想羅に八つ当たりしても仕方ないが、苛立ちをぶつければ、部屋を出て車庫の方に行く。
「 スカイ、開けろ! 」
゙飲酒運転になりまず
「 自動だから、関係ねぇだろ…クソが! 」
軽く車体を蹴れば、無駄に頑丈な作りの為に足先がじんわりと痛み、軽く殴っては歩く。
ふらつきながら歩き、ここから近いコンビニへと向かう。
「 酒を買い漁り過ぎて…ネットでもブラックリストに載ってますからね 」
「 直接買いに行かせて、門前払いされるといいですよ 」
毎日浴びるように飲んで、常に酔ってるような感覚だから、どっちがコンビニなのか分からないまま歩く。

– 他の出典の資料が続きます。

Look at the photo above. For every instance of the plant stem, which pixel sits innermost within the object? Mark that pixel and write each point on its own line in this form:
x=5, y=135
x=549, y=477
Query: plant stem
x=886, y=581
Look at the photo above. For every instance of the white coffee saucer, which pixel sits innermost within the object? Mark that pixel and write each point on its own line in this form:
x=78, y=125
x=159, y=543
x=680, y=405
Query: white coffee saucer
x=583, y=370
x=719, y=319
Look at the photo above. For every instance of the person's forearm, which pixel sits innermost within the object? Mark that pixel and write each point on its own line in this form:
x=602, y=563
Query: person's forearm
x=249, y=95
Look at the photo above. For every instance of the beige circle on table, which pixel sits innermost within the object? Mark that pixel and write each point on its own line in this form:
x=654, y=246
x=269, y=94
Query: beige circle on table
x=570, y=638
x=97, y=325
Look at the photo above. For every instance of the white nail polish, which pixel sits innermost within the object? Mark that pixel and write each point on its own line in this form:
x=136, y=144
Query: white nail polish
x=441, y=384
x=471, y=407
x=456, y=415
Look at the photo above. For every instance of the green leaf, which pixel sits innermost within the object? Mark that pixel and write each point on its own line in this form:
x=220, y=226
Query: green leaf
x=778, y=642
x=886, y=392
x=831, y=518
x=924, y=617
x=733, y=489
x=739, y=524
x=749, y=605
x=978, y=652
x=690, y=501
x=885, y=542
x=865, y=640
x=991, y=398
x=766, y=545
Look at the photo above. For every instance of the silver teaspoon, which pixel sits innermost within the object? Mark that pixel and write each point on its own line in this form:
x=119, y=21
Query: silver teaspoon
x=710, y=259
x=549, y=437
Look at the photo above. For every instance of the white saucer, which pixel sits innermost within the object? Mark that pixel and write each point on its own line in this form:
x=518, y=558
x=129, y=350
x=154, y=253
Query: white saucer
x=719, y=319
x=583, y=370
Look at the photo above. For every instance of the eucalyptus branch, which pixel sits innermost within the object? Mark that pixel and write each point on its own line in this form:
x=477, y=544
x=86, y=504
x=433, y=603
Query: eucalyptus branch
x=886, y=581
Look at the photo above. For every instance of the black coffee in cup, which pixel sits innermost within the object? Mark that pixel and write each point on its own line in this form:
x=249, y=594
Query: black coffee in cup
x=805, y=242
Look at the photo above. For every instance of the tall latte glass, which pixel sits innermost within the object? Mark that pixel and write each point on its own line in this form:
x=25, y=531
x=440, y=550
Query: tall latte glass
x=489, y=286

「 クソ、ロボット…。テメェ等に…感情なんてもんがないから…。ラナが、死んでも…なんとも思わないんだろ… 」
想羅のやつなんて…、
あんなに可愛がってたはずなのに…。
゙ネコだから弱かったんでしょうね゙
ぐらいの言葉で終わったからな。
ネコではなくとも腹を撃たれたら、死ぬだろう。
俺はラナが居たことで軌道が少しズレて、横腹だったが、
其れでも内臓がグチャグチャだった。
最新の医療技術が無ければ、死んでいても可笑しく無かったのだから…
小さな猫が…銃に撃たれて無事なはずがない。
「 ミャァー…ミヤァー 」
「( ラナみたいな声だな…。考え過ぎて幻聴聞こえるなんて… )」
「 ミャァー!ミャァー!シャァー!! 」
「 ヴォンッ!ヴォンッ!! 」
「 あ? 」
幻聴では無い程にハッキリと聞こえ始め、左右を見渡せば、大きな木の下で飼い犬が上に向かって吠えてるのを見て、眉を寄せれば…
こちらに気付いた飼い主が紐を引っ張った。
「 ジュンちゃん、行くわよ!! 」
「 ヴォンッ!ヴォンッ! 」
「 躾のなってねぇ犬だな…。てか……猫? 」
野良猫なんてこの世にいない居ないはず。
ロボットか、それとも飼い猫が逃げ出したのか…。
どっちにしろ、猫がいるのだろうかと大木の傍に近付き、上を見上げ、角度を変えていれば見えた。
「 あ、居た……。っ…… 」
「 ミヤァッー…ミヤァー! 」
薄汚れやせ細った、まだ小さい猫は下りられなくなってるのか、良く鳴く。
「 やばい、上見過ぎて…気分わりぃ…。猫、降りてこい…。御前なら…ジャンプできるだろ?ほら……( この時代に…捨て猫か? )」
希に飼いきれないと捨てる者はいる。
けれど、直ぐに捕まっては保健所に連れて行かれるのだから、居ないみたいなもの。
使われなくなった玩具のように処分される前に、誰か里親でも探してやろう…。
「 シャーー! 」
「 なんで、助けようとする俺に威嚇するんだ…。ったく……そこで待ってろよ 」
この歳で、運動すらしてなかった俺が上れるかわからないが、あの猫の様子からして動く気は無いだろうなと思い、木をよじ登る。
「 はぁ、くそ、油断すると吐きそうだ… 」
猫を救うのが先か、ゲロるのが先か…。
その境目を考えながら、なんとか上まで上がれば、右手を伸ばす。
「 ほら、来い……。俺は何もしない…( 虐待されてるな… )」
「 シャー!!シャーー!! 」
傷だらけの身体に、子猫に酷いやつもいるもんだな…と思っていれば、猫は手を伸ばした俺の手の甲へと容赦無く引っ掻いてきた。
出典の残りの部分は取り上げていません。